Publication: Dot Music
Date: February, 2001
page: title: TOOL - 'SALIVAL' (MUSIC FOR NATIONS) author: Simon P Ward Issued as a stop-gap to whet Tool fans' appetites again following the long gap between 1996's 'Aenima' and April's new 'Lateralus' set, 'Salival' is a CD and video/DVD package aimed at hardened followers of the dark metallers. The visual side of the deal rounds up their promotional videos to date, including the disturbing animated clips for 'Prison Sex' and 'Sober'. The album, meanwhile, is a collection of out-takes and previously unreleased material. Beginning with the juddering monstrosity that is the live version of 'Third Eye', there is no doubt that the band want to be judged as an epic attraction.

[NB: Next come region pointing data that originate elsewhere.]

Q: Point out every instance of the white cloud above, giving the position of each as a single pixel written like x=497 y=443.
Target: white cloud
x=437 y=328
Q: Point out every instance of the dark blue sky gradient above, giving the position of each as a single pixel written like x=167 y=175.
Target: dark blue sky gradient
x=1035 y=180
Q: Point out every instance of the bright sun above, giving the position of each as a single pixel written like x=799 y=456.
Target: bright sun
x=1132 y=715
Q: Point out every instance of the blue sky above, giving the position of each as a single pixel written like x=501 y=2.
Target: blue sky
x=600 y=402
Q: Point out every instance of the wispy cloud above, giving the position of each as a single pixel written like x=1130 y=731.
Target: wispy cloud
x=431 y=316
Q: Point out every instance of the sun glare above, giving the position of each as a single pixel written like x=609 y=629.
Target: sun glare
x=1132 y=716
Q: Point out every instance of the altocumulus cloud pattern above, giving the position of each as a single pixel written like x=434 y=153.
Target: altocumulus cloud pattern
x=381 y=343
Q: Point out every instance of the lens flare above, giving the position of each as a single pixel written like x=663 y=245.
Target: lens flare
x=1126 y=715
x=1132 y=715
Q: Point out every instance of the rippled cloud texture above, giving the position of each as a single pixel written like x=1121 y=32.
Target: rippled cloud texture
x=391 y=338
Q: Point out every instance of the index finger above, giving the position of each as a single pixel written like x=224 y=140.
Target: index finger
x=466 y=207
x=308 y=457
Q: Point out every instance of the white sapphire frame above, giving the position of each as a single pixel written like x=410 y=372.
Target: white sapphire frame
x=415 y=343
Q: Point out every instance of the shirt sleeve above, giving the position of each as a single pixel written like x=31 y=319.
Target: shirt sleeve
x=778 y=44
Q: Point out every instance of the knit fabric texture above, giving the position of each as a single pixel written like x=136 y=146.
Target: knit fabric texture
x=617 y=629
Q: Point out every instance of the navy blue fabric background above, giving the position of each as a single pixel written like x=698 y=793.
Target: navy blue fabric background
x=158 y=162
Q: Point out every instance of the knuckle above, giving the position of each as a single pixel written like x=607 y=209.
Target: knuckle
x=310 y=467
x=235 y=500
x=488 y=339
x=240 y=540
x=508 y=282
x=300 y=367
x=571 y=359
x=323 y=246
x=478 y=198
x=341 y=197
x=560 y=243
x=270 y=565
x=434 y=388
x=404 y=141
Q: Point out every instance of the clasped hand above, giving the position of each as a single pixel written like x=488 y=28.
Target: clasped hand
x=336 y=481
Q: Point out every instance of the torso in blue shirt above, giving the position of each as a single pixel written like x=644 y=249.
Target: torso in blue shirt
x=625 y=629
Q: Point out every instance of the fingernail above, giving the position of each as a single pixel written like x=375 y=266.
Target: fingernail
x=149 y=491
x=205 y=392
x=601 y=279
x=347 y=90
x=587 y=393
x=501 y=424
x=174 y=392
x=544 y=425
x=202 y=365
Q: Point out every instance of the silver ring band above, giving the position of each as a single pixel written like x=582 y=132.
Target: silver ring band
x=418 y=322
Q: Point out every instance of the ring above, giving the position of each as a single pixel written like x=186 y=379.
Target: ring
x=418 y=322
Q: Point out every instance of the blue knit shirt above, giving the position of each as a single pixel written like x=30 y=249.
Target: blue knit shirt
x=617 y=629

It's unfortunate that they've chosen to lengthen some of the tracks to the point of monotony. And without the sight of singer Maynard James Keenan stalking the stage while issuing that part-operatic, part-serial killer moan of his, there is no visual distraction from the lumpen instrumental passages. Only the versions of 'Part Of Me' and the cover of bass player Justin Chancellor's former band Peach's track 'You Lied' are compelling. The former is a visceral blast of anger while the latter displays an eerie, controlled fury. Of the studio tracks, 'Message To Harry Manback II' and 'L.A. Municipal Court' both contain telephone recordings. The former has an answering machine message featuring a menacing voice promising to perform various (no doubt unspeakable) acts in a mixture of broken English and what sounds like Italian over an orchestrated backing. The latter has a dirge-like guitar hammering over an automated answering service from the eponymous courthouse. This gradually spirals into madness as the guitars rise in volume and the person listening to the instructions begins manically pushing all the buttons on their telephone at once. Mildly humorous, but hardly essential listening. Their cover of Led Zeppelin's 'No Quarter', on the other hand, is once again on the lengthy side of things but is interesting in its crawling, tension-ridden build-up. Ironically, the secret track (the chorus to which sounds like "Maynard's dick") is the most accessible track on the album, a throwback to their first, bile-soaked EP. That is, until it ends in a hail of burping and farting. With Tool, nothing is as straightforward as it seems. Let's hope the new album isn't such hard work.